For Isaac, such testimonials prove the school’s Newbery Club is fulfilling its mission. She first came up with the idea for the organization last year after meeting a member one of the 15 members of the Newbery Committee. She was intrigued by the process behind the Association for Library Service to Children’s award, which kicked off in 1922 and recognizes “the most distinguished contribution to American literature for children.” Isaac saw the need for more direct feedback from young readers.
“We worked out a partnership. The students here started reading books,” Isaac said. “The first big challenge was getting our hands on the books, because they’re all brand new, hardcover books and they have to have been released in the same year. They were in high demand at libraries and they were expensive.”
That’s where an Educator Initiative Grant from the Cherry Creek Schools Foundation came in handy.

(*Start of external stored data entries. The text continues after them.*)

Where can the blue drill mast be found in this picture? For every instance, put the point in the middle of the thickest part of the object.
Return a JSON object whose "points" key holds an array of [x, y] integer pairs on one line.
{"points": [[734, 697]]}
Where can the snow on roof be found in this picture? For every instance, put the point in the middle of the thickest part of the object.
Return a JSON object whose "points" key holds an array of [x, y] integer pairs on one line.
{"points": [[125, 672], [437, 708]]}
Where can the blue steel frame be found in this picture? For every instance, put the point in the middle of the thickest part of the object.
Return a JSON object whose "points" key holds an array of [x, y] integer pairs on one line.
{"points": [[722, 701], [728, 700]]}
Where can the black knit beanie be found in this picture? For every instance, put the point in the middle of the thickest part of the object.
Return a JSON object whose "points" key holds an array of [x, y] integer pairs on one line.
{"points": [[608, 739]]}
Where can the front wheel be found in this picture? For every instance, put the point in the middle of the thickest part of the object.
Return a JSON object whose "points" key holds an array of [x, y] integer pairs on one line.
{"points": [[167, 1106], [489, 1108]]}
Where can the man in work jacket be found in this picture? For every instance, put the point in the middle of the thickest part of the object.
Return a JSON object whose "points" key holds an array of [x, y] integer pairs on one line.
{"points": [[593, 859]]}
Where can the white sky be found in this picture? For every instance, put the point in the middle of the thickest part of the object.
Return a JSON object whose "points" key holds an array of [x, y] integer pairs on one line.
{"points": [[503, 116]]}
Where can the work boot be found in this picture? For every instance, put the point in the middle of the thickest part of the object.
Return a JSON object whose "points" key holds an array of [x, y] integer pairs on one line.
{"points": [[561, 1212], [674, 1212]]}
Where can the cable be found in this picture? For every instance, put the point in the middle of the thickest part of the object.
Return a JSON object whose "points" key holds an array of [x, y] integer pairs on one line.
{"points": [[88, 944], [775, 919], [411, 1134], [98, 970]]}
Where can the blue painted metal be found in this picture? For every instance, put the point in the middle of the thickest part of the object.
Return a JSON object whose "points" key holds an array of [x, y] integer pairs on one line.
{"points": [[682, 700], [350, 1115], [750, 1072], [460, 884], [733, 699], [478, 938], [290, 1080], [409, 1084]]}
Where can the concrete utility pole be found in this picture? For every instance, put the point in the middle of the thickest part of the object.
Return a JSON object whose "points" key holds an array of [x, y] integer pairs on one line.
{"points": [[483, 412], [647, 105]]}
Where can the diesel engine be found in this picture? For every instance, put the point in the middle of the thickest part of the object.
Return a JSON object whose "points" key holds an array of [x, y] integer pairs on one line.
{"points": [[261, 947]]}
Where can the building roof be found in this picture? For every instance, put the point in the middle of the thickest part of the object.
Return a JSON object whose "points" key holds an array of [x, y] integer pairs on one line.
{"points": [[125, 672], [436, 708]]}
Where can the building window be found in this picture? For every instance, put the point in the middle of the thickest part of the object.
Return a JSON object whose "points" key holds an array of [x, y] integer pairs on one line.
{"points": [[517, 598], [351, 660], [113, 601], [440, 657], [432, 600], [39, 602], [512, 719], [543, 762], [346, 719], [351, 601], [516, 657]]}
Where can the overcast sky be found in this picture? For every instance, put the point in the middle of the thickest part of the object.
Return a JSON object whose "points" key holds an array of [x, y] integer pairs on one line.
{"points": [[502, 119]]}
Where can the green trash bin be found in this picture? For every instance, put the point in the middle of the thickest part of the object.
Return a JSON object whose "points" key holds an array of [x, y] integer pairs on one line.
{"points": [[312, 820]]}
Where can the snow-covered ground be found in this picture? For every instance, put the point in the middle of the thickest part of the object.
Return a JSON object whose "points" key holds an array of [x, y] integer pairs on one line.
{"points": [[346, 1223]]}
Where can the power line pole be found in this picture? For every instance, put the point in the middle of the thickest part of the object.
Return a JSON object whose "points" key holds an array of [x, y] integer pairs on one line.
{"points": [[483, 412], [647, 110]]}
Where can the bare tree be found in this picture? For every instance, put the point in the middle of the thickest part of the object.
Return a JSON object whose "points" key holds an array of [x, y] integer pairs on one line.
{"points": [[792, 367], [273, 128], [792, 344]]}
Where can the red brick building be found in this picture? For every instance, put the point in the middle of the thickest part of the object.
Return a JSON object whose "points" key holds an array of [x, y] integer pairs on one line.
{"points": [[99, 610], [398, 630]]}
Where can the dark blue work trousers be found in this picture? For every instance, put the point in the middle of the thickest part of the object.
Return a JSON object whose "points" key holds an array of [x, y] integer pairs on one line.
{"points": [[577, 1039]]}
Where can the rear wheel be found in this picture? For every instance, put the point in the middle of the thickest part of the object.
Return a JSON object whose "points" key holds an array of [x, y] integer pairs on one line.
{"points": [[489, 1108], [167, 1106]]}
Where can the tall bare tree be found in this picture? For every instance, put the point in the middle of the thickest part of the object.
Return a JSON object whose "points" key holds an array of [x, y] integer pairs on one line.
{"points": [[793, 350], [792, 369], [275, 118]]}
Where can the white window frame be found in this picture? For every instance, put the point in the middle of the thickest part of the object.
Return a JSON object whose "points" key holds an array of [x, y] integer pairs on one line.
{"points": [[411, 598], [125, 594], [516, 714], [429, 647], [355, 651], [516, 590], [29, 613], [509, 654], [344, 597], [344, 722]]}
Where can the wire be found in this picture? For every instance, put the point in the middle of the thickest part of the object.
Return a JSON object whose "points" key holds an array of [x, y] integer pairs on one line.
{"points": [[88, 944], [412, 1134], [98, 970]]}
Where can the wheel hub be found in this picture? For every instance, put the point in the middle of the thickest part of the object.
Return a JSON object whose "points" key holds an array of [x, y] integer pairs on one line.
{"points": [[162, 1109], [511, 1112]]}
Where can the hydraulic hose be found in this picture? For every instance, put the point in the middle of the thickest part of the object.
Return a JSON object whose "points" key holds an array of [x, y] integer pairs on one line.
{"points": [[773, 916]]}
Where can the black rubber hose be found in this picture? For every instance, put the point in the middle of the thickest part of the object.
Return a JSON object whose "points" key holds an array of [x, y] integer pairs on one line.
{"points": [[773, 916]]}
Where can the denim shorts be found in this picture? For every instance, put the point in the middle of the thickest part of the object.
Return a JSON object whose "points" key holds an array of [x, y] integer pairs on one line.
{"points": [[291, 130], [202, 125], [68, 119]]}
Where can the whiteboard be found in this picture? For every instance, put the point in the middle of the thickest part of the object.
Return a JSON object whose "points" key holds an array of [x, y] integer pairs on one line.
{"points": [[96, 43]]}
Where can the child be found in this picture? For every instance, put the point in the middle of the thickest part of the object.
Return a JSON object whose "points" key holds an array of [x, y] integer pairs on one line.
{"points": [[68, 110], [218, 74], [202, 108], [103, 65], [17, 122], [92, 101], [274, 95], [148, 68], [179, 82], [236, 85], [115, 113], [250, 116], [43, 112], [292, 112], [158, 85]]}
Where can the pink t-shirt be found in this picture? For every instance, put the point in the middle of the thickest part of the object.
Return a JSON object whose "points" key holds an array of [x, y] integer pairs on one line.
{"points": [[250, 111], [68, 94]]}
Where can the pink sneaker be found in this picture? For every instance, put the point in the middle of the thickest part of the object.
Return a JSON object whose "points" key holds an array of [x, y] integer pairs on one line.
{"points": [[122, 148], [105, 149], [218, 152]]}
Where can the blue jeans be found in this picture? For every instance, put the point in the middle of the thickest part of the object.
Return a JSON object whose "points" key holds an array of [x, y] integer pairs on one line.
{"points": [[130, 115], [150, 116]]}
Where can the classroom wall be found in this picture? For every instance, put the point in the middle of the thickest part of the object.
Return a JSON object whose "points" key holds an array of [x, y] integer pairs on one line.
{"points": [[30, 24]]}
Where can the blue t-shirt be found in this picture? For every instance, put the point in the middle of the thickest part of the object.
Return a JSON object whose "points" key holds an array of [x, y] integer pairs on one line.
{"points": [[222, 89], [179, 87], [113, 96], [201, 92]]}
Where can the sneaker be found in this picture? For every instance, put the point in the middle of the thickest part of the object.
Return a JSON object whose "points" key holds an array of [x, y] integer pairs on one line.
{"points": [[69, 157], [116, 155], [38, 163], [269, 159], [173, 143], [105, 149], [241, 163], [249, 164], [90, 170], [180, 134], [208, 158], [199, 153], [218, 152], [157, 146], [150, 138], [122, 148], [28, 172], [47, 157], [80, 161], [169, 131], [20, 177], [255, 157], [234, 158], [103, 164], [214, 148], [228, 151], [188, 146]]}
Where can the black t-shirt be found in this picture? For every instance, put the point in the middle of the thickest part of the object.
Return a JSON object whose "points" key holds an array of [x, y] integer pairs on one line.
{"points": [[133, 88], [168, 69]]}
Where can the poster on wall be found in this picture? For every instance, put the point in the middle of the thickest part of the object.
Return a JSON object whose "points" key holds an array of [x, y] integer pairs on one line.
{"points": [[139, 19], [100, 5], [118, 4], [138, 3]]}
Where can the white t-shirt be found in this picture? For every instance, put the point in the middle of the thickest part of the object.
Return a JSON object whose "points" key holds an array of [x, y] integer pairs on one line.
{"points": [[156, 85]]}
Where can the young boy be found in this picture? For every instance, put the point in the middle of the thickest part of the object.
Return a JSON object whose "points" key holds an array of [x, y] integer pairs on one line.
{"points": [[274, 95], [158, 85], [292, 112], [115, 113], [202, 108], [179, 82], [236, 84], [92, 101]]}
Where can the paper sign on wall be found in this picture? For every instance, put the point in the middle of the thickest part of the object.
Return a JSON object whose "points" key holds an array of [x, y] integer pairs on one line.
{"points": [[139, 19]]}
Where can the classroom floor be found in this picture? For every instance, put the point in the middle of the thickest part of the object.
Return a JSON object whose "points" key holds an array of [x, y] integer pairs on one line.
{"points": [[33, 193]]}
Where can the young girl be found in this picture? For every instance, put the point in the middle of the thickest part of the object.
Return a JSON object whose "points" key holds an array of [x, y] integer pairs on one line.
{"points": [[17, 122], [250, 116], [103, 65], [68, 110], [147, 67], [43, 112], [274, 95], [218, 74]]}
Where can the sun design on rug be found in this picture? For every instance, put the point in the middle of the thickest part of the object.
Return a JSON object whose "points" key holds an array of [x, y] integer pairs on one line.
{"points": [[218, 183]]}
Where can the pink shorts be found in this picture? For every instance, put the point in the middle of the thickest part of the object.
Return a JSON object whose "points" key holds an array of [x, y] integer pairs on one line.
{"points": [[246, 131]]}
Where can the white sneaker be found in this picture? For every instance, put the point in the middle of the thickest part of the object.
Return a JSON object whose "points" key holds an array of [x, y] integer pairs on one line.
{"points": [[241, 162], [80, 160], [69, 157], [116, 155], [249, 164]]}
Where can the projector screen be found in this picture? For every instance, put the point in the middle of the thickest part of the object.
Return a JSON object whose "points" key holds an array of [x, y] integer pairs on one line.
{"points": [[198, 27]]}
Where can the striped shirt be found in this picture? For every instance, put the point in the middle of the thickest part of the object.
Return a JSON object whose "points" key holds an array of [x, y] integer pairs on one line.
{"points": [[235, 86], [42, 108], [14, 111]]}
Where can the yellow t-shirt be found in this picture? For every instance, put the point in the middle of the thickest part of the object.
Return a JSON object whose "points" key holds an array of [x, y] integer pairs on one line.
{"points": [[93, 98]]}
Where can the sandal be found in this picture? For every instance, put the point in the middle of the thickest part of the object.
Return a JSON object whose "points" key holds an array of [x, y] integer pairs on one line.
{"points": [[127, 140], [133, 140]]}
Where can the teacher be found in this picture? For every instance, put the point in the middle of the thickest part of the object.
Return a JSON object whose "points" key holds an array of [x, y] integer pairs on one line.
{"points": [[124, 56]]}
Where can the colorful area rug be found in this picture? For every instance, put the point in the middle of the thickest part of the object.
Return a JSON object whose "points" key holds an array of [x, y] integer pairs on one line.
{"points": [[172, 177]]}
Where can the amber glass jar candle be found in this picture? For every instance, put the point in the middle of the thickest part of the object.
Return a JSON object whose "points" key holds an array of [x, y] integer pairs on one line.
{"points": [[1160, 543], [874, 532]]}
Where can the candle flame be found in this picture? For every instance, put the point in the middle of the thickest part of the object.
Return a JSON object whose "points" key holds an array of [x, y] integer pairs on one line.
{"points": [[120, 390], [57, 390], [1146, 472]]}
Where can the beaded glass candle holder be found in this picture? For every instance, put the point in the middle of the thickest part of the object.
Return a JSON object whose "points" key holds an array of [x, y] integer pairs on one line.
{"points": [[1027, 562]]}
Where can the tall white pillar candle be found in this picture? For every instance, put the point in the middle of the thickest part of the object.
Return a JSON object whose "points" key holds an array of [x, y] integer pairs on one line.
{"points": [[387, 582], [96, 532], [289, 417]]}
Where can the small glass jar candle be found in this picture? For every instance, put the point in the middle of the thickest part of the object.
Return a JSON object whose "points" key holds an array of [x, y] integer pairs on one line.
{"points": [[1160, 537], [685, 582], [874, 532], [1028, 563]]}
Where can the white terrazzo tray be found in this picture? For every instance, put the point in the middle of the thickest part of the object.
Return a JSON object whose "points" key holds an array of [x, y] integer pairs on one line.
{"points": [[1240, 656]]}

Funding of about $1,000 gave Isaac and the rest of the Sunrise library crew the resources to connect students with the latest and greatest in children’s literature.
The school’s young readers showed plenty of appreciation for the new books. They eagerly attended the early morning meetings of the club; they fiercely debated their favorite selections. On the day the Newbery Committee announced last year’s winner, the school library held the taut air of anticipation.
“The kids got really passionate about the books. The winners were announced the week before the Broncos were in the Super Bowl, and there was a lot more talk in the school about books than football,” Isaac said. “The kids are just as excited this year. It doesn’t seem to have died down at all.”
That much was clear as the club members came together to discuss their favorite candidates. Fifth-grader Kiergon Wilkins worked through stacks of hardcover books and pointed out his favorites. He lamented the fact that “The Boundless” by Kenneth Oppel wasn’t eligible for the award (the author lives in Canada), pointing out that the fat volume is “the longest book I’ve ever read.” The day before fall break, Wilkins had several books he planned on tackling during his vacation. Along with his fellow club members, he looked forward to earning more “charms,” small plastic pieces readers wore on necklaces to signify every book finished; enough charms would earn a club member the coveted “book worm” medal.
Those tokens will come in handy by January, when the students decide their final pick for the most worthy book and send their selection off to the Newbery Committee. Whether they end up choosing the same winner as the committee or not, the students will have served a noble and valuable purpose.
“It’s opened dialogue and it’s kind of like a social club. These kids who are voracious readers have found their people. It’s really energizing,” Isaac said. “I learned last year that it’s not about who I think should win the Newbery Award. It’s about who the kids really fight for.”